Hour angle • Meridian is the half-circle running from one pole to the other through a point directly overhead. During the night, a star will reach its highest elevation above the horizon when it passes through the meridian (‘transits’). • Sidereal time is time kept relative to the stars (rather than the Sun). Local sidereal time = 0h when a star with RA = 0h crosses the meridian (like noon = Sun crossing the meridian). • RA uses time units to make it easy to compute the position of a star on the sky at any time of night. • A star transits when the sidereal time equals its right ascension. • Hour angle = Local sidereal time - right ascension = position of star relative to meridian. • RA determines what time of year an object is visible. On March 21, objects with RA = 12h 00m transit at midnight. • Best to observe objects when they are high in the sky to minimize the amount of air you need to look through.

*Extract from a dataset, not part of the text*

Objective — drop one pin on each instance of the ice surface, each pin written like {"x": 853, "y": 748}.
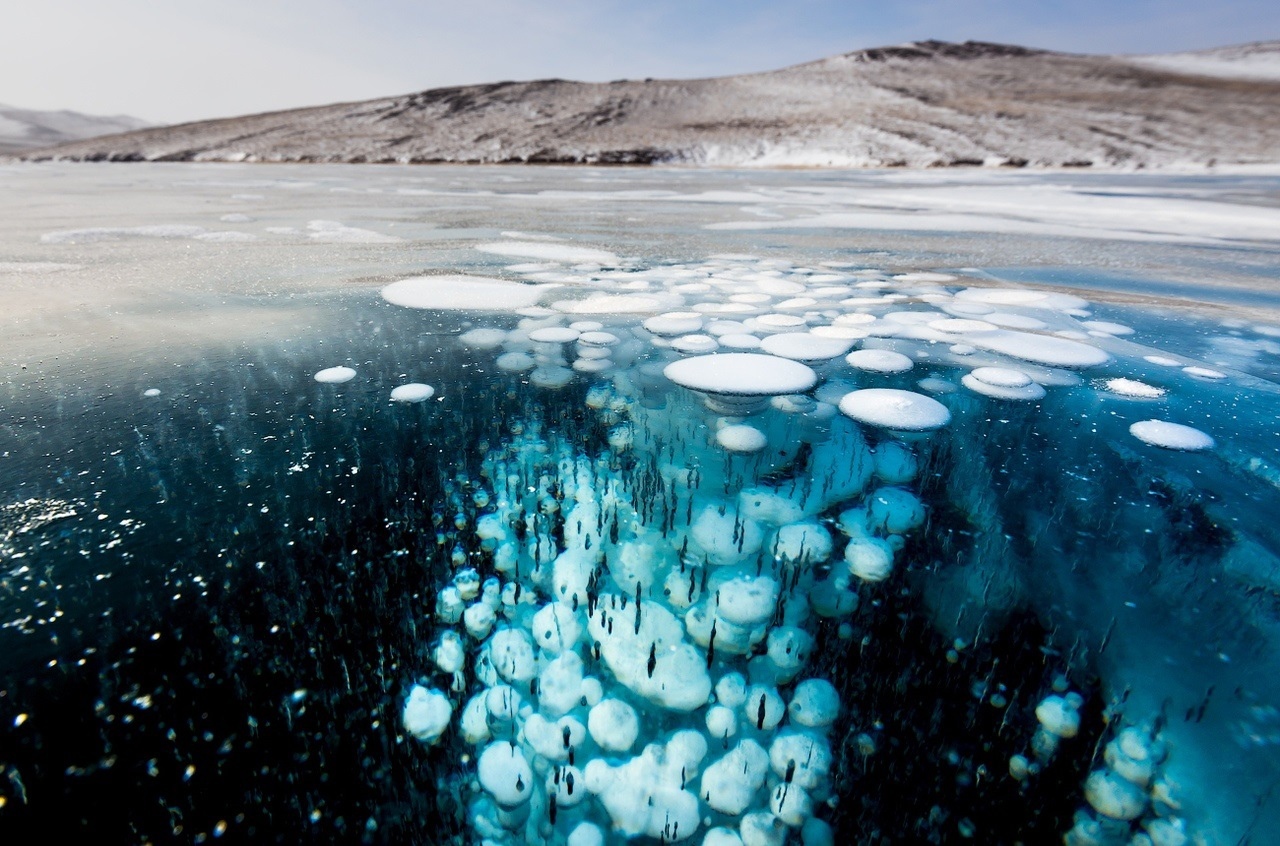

Coordinates • Which objects would be reasonable choices for 29:62 observing projects? (All in J2000) • 12 29 07, 02 03 09 (3C273) • 05 23 35, -69 45 22 (LMC) • 00 42 44, 41 16 08 (M31) • 02 31 49, 89 15 51 (?) • Object Seasonal Observability (Rigel is near Kitt Peak) • Coordinate converter
Review Questions • What is the angular size of the Moon? How does it compare to the angular size of the Sun? • Why are the coordinates (RA, Dec) for a star measured in 1950 different from the coordinates measured for the same star in 2000, even if the star is not moving in space? • Would it be prudent to do an observing project on M82 for this class?